Thanks for the response, Edi. I am using 0.15.7. I tried Hans' recommendation of converting the WAV data into octets and then having the handler return those octets. This seems to have fixed the issue.
Further analysis of the Safari-related problems revealed something else: it seems that when Safari calls its helper application (in this case, Quicktime), it hands the helper a URL and all relevant cookies. Quicktime then does a GET which does not succeed because it is sending the wrong User Agent string for its Hunchentoot session cookie. <sigh> I guess I'll switch to IP-based sessions.
Thanks to both of you for your help.
Cheers. Kevin
Edi Weitz wrote:
On Wed, 06 Aug 2008 09:16:29 -0700, Kevin Raison raison@chatsubo.net wrote:
To explain, I added the explicit content length header after seeing some strange and inconsistent behavior with browsers across several platforms. On the Mac using Firefox, the entire WAV stream would not reach the browser, so users would only hear part of their audio file. With Safari, the stream would not play at all. On Windows, IE behaved like Firefox on the Mac, but Firefox on Windows would not play the WAV stream at all. On Linux using Firefox, the browser would generally crash mid-way through the stream downloading. Opera on Linux worked fine. Explicitly adding the content length header solved all of these issues. Any ideas?

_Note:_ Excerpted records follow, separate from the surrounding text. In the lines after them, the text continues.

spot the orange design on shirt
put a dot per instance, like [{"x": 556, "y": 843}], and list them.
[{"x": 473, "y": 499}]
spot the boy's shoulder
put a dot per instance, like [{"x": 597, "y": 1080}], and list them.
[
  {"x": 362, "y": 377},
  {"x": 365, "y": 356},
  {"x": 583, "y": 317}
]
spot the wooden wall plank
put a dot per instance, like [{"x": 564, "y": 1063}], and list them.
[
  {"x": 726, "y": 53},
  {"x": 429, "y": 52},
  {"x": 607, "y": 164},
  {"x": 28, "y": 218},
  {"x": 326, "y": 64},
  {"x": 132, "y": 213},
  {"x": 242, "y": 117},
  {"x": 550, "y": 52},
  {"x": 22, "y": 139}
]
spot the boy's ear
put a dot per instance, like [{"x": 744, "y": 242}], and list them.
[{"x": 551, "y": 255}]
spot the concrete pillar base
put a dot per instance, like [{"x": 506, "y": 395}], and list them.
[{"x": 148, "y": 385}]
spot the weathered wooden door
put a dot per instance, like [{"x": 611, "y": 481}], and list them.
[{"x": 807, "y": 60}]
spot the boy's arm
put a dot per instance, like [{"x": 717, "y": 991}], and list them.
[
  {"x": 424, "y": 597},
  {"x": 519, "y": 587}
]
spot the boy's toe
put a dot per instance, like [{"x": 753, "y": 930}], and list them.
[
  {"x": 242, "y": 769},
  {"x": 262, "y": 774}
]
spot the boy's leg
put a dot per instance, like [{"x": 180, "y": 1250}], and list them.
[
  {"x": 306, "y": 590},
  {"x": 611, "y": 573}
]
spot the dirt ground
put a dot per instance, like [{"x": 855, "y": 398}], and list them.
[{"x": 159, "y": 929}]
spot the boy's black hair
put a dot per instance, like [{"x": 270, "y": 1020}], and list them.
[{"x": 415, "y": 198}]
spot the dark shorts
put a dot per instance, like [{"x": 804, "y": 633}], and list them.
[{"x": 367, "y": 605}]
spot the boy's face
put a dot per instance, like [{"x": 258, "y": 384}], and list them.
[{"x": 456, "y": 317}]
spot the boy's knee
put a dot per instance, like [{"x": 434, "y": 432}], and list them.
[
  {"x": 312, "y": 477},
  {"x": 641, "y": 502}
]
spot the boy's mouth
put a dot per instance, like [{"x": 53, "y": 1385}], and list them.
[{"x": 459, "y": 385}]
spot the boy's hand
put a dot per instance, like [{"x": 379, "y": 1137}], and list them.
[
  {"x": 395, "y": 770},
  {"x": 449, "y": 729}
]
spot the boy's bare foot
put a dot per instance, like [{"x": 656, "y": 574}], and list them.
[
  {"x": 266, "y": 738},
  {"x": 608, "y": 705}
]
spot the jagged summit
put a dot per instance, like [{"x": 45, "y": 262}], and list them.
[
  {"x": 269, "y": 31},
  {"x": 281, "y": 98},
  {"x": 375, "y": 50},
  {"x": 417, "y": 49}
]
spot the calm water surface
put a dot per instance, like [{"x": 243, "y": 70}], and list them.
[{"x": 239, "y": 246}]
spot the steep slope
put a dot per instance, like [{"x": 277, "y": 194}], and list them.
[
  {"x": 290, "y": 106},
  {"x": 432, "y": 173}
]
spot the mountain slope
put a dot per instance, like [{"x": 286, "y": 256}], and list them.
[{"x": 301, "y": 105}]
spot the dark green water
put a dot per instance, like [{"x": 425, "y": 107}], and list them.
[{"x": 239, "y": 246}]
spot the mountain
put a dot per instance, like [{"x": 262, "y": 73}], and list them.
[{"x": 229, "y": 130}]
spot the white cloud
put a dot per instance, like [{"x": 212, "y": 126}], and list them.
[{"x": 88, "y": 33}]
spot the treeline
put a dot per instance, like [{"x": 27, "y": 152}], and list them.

Which version of Hunchentoot are you using, dev or release? Have you checked that it actually does the right thing when sending chunked content? I would hope that it does, but with the dev version I'm less sure and even with the release version there's of course always a chance that there are bugs. Also, could it be that you get requests for partial content somewhere that aren't handled as expected?